There is a well known maxim that may aid us in this investigation, qui prior est tempore potior est jure, and this does not, in cases of attachment, apply to the first judgment, for the lien commence with the seizure. The court in Pennsylvania will, no doubt, act on this principle, and I think we should; for we would not permit the act of a garnishee going abroad, and subjecting himself to a recovery in another state, to defeat a privilege which a creditor had acquired by attachment under our law.

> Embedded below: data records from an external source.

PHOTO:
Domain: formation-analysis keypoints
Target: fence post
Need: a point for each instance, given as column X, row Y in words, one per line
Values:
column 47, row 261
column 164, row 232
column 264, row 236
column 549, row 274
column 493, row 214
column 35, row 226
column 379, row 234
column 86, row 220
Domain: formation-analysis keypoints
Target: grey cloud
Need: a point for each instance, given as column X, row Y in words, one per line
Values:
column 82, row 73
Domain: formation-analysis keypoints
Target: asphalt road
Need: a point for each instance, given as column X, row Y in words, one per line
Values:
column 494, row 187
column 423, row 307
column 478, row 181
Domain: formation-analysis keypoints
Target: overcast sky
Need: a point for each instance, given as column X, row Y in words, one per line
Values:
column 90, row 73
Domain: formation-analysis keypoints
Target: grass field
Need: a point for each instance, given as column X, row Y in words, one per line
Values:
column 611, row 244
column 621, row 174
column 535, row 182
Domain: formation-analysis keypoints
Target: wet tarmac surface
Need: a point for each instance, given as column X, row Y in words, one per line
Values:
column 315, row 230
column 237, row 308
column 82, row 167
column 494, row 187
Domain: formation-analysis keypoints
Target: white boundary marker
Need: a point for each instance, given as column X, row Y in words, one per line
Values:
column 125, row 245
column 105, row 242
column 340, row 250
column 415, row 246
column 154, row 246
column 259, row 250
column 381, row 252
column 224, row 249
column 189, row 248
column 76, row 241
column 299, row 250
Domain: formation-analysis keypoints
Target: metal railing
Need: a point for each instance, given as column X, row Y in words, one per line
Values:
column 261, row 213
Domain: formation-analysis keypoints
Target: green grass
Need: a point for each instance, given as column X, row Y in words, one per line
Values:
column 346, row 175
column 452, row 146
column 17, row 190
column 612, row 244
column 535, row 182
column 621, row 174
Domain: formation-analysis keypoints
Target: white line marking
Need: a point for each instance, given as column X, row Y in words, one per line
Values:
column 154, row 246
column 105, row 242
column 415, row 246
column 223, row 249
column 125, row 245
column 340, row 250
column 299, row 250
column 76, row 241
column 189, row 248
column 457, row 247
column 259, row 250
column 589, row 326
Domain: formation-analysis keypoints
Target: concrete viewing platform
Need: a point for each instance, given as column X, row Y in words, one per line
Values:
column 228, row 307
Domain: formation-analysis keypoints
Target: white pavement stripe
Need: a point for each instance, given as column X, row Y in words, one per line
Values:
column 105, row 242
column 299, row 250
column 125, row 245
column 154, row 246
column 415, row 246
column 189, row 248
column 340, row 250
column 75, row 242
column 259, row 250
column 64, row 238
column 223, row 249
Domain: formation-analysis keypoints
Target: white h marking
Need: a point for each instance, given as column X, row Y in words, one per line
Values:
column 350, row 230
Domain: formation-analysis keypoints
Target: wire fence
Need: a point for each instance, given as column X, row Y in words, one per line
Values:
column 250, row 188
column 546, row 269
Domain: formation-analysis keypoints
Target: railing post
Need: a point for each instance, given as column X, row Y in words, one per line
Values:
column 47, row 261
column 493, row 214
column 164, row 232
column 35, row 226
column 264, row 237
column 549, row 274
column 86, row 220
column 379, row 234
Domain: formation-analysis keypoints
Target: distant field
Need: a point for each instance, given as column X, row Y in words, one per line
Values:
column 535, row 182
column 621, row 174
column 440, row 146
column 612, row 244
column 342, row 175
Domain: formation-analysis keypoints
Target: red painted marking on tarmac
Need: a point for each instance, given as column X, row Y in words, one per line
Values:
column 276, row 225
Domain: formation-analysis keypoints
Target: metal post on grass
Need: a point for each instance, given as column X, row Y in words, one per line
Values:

II. The answer of the garnishee does not, in my opinion, authorise the order given by the district court. His swearing that it was an illegal attachment that had been taken out in the first suit, ought not to prevent him from holding the effects in his hands to await its final result. For this declaration is nothing more than a matter of opinion; and to make it conclusive, we should be satisfied that the garnishee is a competent judge of a legal question; and that the court before which the attachment was taken out, will not mistake the law. But we doubt the knowlege of the *632appelant, and we cannot be certain that the tribunal before which it is pending, will decide the case correctly.

From the most attentive consideration I have been able to give this case, I think, that both on principles of law and justice, the district court erred in decreeing the garnishee to pay over the money. Time should have been given to await and ascertain the decision of the suit pending in Pennsylvania, before judgment was entered up here.

I conclude, therefore, that the judgment of the district court should be annulled, avoided and reversed, so far as it directs the payment of the.money in the garnishee’s hands; and that the cause be remanded, with directions to the judge to stay all further proceedings against the garnishee, until the decision of the attachment, pending in Pennsylvania, be ascertained, and that the appellee pay the costs of this appeal.